Every day, from two till three o’clock, he was at Master Gyles’s private singing-room at the old cathedral school, learning to read music at first sight, and to sing offhand the second, third, and fourth parts of queer intermingled fugues or wonderfully constructed canons.
At first his head felt stuffed like a feasted glutton with all the learning that the old precentor poured into it; but by and by he found it plain enough, and no very difficult thing to follow up the prickings in the paper with his voice, and to sing parts written at fifths and fourths and thirds with other voices as easily as to carry a song alone. But still he sang best his own unpointed songs, the call and challenge of the throstle and the merle, the morning glory of the lark, songs that were impossible to write. And those were the songs that the precentor was at the greatest pains to have him sing in perfect tones, making him open his mouth like a little round and let the music float out of itself.

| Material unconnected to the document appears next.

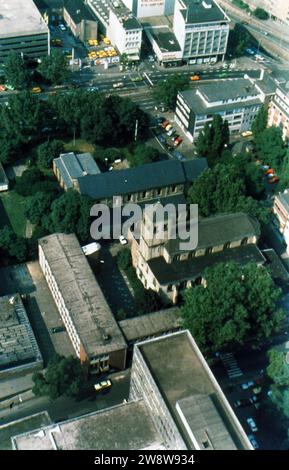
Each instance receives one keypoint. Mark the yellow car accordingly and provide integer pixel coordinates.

Like the master-player, nothing short of perfection pleased old Nathaniel Gyles, and Nick’s voice often wavered with sheer weariness as he ran his endless scales and sang absurd fa-la-la-las while his teacher beat the time in the air with his lean forefinger like a grim automaton.
The old man, too, was chary of his praise, though Nick tried hard to please him, and it was only by little things he told his satisfaction. He touzed the ears of the other boys, and sometimes smartly thumped their crowns; but with Nick he only nipped his ruddy cheek between his thumb and finger, or laid his hand upon his shoulder when the hard day’s work was done, saying, “Satis cantorum—it is enough. Now be off to thy nest, sir; and do not forget to wash thy throat with good cold water every day.”
All this time the busy sand kept running in the glass. July was gone, and August at its heels. The hot breath of the summer had cooled, and the sun no longer burned the face when it came in through the windows. Nick often shut his eyes and let the warm light fall upon his closed lids. It made a ruddy glow like the wild red poppies that grow in the pale green rye. In fancy he could almost smell the queer, rancid odor of the crimson bloom crushed beneath the feet of the farmers’ boys who cut the butter-yellow mustard from among the bearded grain.
“Heigh-ho and alackaday!” thought Nick. “It is better in the country than in town!” For there was no smell in all the town like the clean, sweet smell of the open fields just after a summer rain, no colors like the bright heart’s-ease and none-so-pretty, or the honeysuckle over the cottage door, and no song ever to be heard among the sooty chimney-pots like the song of the throstle piping to the daisies on the hill.
But he had little time to dream such dreams, for every day from four to six o’clock the children’s company played and sang in public, at their own school-hall, or in the courtyard of the Mitre Inn on Bread street near St. Paul’s.